A pesar de décadas de autoanálisis, Freud siempre sintió tanto temor a perder los trenes que llegaba a la estación hasta una hora antes del horario de partida.




Antes de encender el horno para suicidarse, Sylvia Plath dejó leche y pan con manteca en el cuarto donde dormían sus dos hijos.




Manet fue tan injuriosamente condenado por los críticos que durante un tiempo se sintió demasiado avergonzado como para pedirle a alguien que posara para él.

Antes de hacerse conocido, Cézanne una vez se puso a llorar cuando alguien admiró sinceramente su obra.




Se sabía que T.S. Eliot, a los treinta y pico, usaba polvo facial verde pálido. Uno de los Sitwell decía que era para lucir como si estuviera sufriendo.




La lámpara de Flaubert ardía con tanta regularidad en su estudio de Croisset durante la noche que los pilotos en el Sena podían usarla como orientación.




A los veinte, Bach hizo una peregrinación de más de trescientos kilómetros, a pie, para escuchar tocar el órgano a Buxtehude.




Vladimir Maiakovski se pegó un tiro en la cabeza. Puede que haya estado jugando a la ruleta rusa más que intentando definitivamente suicidarse.

Pero en cualquiera de los casos antes se había puesto una camisa limpia.




A veces Petrarca les escribía cartas a autores muertos hacía mucho tiempo. También era un devoto cazador de manuscritos clásicos. Una vez, tras descubrir unas obras de Cicerón desconocidas hasta el momento, le escribió a Cicerón contándole la noticia.




Cuando W.H. Auden murió, le dejó sus futuras regalías a Chester Kallman. Cuando Kallman murió solo dieciséis meses más tarde, pasaron a su padre, un dentista.

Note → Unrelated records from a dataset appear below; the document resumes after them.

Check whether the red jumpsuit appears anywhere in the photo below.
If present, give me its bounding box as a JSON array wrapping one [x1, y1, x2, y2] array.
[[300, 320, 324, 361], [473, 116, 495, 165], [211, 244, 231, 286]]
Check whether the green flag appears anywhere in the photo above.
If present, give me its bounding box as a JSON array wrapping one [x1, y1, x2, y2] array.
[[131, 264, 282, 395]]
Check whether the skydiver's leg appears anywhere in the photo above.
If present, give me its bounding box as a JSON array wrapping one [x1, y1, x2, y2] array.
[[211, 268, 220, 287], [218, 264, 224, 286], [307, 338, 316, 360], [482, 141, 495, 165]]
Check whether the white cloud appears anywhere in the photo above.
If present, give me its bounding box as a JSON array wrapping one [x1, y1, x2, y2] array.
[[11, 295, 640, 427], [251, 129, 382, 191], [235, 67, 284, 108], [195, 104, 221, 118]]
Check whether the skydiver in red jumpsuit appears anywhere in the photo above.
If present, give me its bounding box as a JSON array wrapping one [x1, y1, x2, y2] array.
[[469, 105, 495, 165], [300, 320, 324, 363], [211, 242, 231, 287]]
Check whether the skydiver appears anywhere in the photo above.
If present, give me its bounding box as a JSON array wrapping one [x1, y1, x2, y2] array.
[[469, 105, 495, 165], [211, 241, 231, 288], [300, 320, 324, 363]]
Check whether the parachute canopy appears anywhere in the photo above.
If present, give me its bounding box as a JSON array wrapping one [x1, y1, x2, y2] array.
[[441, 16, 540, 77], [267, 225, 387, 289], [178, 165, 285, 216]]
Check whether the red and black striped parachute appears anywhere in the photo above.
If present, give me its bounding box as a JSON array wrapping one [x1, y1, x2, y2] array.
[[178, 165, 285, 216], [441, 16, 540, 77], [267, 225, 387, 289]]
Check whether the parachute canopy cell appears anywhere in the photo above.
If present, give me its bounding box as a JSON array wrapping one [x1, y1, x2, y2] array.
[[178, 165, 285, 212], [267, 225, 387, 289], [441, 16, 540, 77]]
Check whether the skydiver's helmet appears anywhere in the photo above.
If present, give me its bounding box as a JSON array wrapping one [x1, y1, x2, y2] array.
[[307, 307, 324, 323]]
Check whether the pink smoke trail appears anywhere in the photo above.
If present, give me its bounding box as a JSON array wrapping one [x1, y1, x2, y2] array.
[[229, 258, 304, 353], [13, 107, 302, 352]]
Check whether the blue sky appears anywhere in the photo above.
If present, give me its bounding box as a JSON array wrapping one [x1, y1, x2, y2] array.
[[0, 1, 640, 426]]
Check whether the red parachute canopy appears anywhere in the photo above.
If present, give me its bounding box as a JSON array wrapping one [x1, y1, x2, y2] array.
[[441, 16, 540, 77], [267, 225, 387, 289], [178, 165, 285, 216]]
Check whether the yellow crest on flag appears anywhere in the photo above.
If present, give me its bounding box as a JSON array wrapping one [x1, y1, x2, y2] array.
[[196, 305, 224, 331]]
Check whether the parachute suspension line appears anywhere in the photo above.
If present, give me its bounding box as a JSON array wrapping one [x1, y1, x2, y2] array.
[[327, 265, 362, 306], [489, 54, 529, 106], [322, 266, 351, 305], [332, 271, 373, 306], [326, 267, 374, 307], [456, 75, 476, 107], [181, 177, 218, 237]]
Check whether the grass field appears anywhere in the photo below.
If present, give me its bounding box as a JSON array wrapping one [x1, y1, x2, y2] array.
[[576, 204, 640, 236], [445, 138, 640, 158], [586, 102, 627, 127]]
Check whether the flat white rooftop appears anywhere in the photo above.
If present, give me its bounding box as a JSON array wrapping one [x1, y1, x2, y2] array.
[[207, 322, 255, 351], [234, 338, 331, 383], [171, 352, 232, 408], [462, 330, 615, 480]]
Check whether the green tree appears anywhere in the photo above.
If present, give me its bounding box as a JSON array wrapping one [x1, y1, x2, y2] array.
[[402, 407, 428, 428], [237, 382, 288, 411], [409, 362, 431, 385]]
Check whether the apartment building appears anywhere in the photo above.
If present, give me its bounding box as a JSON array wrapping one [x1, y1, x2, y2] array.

Después el dentista murió y pasó todo a manos de su segunda esposa.




Tardaron tres semanas en encontrar el cuerpo de Virginia Woolf después de que se suicidara internándose en el río Ouse.




Walt Whitman más de una vez escribió reseñas favorables anónimas de su propia obra.




Hölderlin estuvo loco, si bien de modo inofensivo, durante más de treinta y cinco años. Con frecuencia improvisaba al piano extrañas melodías durante horas, o cantaba en lo que parecía una combinación indescifrable de latín, griego y alemán.




Elizabeth Shaw Melville:

A Herman se le ha dado por escribir poesía. No se lo cuentes a nadie, porque sabes cómo circulan esas cosas.




Thackeray tuvo que pagar para publicar La feria de las vanidades. Sterne tuvo que pagar para publicar Tristram Shandy. Defoe tuvo que pagar para publicar Moll Flanders.




Involucrado con Madame Blavatsky, Yeats una vez quemó una rosa y se quedó toda la noche vigilando en serio a ver si aparecía su fantasma.




En su Decapitación de Juan el Bautista, Caravaggio escribe su nombre con la sangre derramada del Bautista en el borde inferior del lienzo. Fuera de esta ocasión, no firmaba sus cuadros.




Jackson Pollock una vez trabajó de limpiar los excrementos de pájaros de las estatuas en los parques de Nueva York.




Robert Desnos, que había sido torturado por la Gestapo por trabajar con la Resistencia francesa, sobrevivió a períodos en Auschwitz y en Buchenwald. Pero murió de tifus apenas fueron liberados los campos.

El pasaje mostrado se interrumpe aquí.